The unfathomable success of the TV series Mad Men has cast a bright light on one of the biggest problems of the marketing industry: their image. And while the show has gone to great lengths to ensure that the program is full of drama, the reality is that it parallels reality very closely.
In fact, the unscrupulous behavior of marketers in the past has become textbook material. From experimentation with subliminal messaging to the classic Ford debacle when they did a cost analysis of paying off the families of those injured in car explosions vs. the price of redesigning the then top-selling Pinto so that the gas tank wouldn’t explode, the tarnished image of the marketing industry has been forged through a long history of unsavory actions and less-than-honorable intentions.
With such a checkered history, it comes as no surprise that the average person, and even many businesspeople, view marketing as unethical manipulation. The idea that marketing exists to dress up a pauper to make him look like a prince, and then beat the world over the head with it, is continually reinforced in the marketplace today.
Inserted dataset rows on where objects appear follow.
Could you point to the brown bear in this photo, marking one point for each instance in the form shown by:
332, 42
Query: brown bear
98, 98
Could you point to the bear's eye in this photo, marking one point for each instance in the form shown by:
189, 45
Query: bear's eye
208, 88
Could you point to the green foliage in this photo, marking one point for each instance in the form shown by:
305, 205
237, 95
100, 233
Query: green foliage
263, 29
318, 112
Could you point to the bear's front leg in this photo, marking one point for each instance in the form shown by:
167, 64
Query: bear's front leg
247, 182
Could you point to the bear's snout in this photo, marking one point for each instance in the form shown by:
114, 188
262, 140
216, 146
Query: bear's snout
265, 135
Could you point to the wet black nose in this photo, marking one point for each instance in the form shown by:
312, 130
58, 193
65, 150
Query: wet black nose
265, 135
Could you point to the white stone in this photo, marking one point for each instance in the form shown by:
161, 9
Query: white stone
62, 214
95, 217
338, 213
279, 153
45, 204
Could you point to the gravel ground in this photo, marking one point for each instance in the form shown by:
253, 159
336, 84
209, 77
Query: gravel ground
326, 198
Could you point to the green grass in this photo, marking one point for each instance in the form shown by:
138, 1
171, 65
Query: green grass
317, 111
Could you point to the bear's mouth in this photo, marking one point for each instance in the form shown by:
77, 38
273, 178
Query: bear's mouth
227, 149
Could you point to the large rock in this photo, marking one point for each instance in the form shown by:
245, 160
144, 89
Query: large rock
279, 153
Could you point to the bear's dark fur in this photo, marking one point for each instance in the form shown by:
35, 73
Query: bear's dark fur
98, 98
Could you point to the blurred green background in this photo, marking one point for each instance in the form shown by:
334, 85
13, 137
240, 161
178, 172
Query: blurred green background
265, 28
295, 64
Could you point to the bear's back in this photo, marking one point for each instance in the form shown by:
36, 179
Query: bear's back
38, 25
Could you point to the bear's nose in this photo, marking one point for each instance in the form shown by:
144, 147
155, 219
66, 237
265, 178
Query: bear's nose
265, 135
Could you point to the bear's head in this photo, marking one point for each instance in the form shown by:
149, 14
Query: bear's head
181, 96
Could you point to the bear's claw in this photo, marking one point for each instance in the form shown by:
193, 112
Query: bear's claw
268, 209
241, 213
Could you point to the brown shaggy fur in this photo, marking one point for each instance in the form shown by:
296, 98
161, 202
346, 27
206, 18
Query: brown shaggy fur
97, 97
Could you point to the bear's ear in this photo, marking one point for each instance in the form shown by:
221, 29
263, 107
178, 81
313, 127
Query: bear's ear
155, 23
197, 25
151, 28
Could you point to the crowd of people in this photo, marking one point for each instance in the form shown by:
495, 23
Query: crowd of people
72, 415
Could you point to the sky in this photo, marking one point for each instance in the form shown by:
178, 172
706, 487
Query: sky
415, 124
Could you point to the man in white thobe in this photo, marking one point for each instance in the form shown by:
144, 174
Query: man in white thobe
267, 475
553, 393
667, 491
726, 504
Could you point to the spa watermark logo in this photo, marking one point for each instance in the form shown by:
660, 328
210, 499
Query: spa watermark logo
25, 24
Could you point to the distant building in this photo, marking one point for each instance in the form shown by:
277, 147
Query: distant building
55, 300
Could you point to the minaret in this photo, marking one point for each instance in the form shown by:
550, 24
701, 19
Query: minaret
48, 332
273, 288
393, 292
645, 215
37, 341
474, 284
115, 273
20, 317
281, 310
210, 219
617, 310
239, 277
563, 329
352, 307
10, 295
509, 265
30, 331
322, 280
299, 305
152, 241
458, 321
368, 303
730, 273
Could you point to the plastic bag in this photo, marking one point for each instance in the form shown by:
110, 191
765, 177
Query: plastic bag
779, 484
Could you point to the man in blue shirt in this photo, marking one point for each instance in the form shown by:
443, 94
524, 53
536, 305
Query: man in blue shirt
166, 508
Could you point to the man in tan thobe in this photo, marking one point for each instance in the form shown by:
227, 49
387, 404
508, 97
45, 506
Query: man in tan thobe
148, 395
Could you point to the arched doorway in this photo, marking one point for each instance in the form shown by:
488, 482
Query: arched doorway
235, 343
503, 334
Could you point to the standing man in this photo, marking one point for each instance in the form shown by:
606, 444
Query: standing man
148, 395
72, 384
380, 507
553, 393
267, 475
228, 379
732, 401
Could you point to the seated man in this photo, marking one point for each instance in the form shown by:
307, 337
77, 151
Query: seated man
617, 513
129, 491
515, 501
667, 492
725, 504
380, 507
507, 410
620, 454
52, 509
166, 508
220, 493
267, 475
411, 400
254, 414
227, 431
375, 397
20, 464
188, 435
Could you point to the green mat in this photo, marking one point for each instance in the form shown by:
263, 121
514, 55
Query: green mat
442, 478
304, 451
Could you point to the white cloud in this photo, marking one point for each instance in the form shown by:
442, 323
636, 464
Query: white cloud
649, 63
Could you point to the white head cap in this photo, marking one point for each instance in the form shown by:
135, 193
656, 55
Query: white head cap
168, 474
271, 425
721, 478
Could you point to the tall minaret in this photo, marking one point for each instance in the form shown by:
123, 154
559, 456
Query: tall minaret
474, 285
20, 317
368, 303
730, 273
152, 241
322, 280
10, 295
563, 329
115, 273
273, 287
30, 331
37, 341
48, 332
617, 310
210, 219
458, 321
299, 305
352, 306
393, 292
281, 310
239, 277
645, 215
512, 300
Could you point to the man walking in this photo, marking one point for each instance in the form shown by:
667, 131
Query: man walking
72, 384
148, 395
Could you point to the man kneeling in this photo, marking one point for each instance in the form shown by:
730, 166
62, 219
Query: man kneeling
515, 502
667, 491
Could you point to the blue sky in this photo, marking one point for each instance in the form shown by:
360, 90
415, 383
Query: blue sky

However marketing, in its essence, is similar to so many other concepts in the world; it is what we make of it. With this in mind, I propose a new definition of marketing for the 21st Century. Truly effective marketing is the ever-evolving fusion of empathy, innovation, communication and excellence.
Using these four pillars, marketers should endeavor to:
- Understand the needs and concerns of consumers
- Evolve business products and/or services to meet these in the best way possible
- Optimize the message and methods of delivery to convey the value and intentions of the company to consumers
- Monitor the results to identify further improvements in the process
In the end, the desired result is to maximize the benefits to both parties.
No doubt, the challenges in evolving the public image of the marketing industry will be many. However, with the business world’s growing awareness of the importance of interpersonal relationships and integrity, it’s undeniable that such a movement is necessary, and even inevitable. As consumers gain power in the continually connected internet world, the choice for marketers and business people is to step up to this worthy challenge, or perish in the fire of consumer backlash.